Another subgroup consists of young men and women susceptible to suggestion from "everything is normal" sex education, amplified by Internet chat groups. These are the transgender subjects most like anorexia nervosa patients: They become persuaded that seeking a drastic physical change will banish their psycho-social problems. "Diversity" counselors in their schools, rather like cult leaders, may encourage these young people to distance themselves from their families and offer advice on rebutting arguments against having transgender surgery. Treatments here must begin with removing the young person from the suggestive environment and offering a counter-message in family therapy.

Then there is the subgroup of very young, often prepubescent children who notice distinct sex roles in the culture and, exploring how they fit in, begin imitating the opposite sex. Misguided doctors at medical centers including Boston's Children's Hospital have begun trying to treat this behavior by administering puberty-delaying hormones to render later sex-change surgeries less onerous—even though the drugs stunt the children's growth and risk causing sterility. Given that close to 80% of such children would abandon their confusion and grow naturally into adult life if untreated, these medical interventions come close to child abuse. A better way to help these children: with devoted parenting.

At the heart of the problem is confusion over the nature of the transgendered. "Sex change" is biologically impossible. People who undergo sex-reassignment surgery do not change from men to women or vice versa. Rather, they become feminized men or masculinized women. Claiming that this is civil-rights matter and encouraging surgical intervention is in reality to collaborate with and promote a mental disorder.
Recent literature reviews, including a literature review colleagues and I conducted reviewing Australian literature until the end of 2012, found a greater prevalence of suicidal behaviours among sexual minorities in general. Which point to cause.

Risk factors for suicidal behaviours specific to LGBTI people include “coming out" in adolescence and early adulthood, prejudice, discrimination, shame, hostility, and self-hatred. 

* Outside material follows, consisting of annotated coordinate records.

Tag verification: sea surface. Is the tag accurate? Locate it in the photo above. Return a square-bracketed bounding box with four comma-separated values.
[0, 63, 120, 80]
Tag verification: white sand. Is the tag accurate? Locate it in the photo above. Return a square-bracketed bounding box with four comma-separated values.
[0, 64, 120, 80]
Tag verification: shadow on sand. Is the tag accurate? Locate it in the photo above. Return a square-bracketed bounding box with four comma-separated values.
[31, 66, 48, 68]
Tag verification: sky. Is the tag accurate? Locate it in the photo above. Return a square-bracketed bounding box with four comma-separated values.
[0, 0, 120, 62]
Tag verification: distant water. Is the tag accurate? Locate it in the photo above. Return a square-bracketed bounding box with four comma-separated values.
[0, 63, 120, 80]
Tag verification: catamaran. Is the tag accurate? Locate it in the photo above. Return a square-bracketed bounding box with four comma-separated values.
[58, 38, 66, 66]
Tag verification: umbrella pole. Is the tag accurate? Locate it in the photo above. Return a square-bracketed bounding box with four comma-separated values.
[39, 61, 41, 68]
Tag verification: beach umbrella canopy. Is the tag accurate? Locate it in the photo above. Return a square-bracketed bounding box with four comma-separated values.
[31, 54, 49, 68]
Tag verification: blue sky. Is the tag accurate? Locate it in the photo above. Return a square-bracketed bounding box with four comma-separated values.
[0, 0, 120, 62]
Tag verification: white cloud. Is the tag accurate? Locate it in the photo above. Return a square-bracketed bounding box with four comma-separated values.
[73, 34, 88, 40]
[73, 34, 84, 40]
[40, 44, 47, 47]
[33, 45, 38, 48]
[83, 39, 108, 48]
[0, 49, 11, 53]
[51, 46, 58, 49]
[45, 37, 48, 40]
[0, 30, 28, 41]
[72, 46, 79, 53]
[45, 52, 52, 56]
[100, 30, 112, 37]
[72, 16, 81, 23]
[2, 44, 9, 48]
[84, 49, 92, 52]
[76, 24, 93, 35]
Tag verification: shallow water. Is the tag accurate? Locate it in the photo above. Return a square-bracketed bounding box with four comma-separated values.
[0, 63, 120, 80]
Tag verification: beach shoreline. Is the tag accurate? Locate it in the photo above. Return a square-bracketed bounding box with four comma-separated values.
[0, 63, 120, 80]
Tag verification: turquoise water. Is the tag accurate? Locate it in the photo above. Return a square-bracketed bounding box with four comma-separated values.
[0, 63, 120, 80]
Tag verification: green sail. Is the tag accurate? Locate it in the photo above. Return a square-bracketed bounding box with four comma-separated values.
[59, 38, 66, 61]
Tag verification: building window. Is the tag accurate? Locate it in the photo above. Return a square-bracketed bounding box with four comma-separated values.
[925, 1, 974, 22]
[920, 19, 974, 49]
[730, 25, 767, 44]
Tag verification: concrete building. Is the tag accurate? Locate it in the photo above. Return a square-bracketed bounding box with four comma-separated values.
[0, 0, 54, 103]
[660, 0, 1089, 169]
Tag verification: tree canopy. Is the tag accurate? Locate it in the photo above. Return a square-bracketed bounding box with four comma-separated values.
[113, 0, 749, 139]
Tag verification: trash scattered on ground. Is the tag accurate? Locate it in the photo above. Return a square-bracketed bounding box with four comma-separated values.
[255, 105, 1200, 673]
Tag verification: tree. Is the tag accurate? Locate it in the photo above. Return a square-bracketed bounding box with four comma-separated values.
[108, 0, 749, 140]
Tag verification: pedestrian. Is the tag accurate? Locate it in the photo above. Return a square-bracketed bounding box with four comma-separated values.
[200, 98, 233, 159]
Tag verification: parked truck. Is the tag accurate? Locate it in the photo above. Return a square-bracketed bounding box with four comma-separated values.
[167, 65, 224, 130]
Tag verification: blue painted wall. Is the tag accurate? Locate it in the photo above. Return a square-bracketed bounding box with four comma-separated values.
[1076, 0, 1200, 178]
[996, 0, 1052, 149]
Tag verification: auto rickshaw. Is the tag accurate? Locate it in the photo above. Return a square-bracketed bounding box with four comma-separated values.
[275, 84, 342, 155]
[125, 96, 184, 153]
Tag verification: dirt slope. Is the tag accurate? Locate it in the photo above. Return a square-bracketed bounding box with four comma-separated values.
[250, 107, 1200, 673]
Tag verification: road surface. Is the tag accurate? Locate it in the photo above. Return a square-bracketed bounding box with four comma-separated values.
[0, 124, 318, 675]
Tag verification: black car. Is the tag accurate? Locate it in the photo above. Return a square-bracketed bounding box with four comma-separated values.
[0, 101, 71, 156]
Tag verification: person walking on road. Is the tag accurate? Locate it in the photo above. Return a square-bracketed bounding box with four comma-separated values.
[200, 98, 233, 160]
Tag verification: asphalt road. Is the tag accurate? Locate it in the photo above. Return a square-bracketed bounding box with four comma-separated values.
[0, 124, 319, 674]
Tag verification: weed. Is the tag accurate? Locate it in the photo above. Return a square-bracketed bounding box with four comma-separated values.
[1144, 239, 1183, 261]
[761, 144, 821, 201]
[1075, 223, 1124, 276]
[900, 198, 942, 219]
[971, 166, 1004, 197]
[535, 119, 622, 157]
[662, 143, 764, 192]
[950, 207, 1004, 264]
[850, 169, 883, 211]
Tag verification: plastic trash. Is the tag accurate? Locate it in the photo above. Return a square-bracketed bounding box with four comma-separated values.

A 2011 Dutch study found that male-to-female transsexuals had a risk of suicide 5.7 times higher than the general population.

However, suicide risk was found not to be significantly higher in female-to-male transsexuals compared to the general population in an 18 year follow-up of 996 male-to-female and 365 female-to-male transexuals.

Again, those studies do not indicate the cause of increased suicide risk.

It’s possible that a number of other lifestyle factors, combined with lack of social support, discrimination and stigmatisation increase the risk of suicidal behaviour in the trans population

Verdict

Shelton was correct to say that research shows that transgendered people who have had sex reassignment surgery had a suicide mortality rate later in life that was roughly 20 times higher than the non-transgendered population.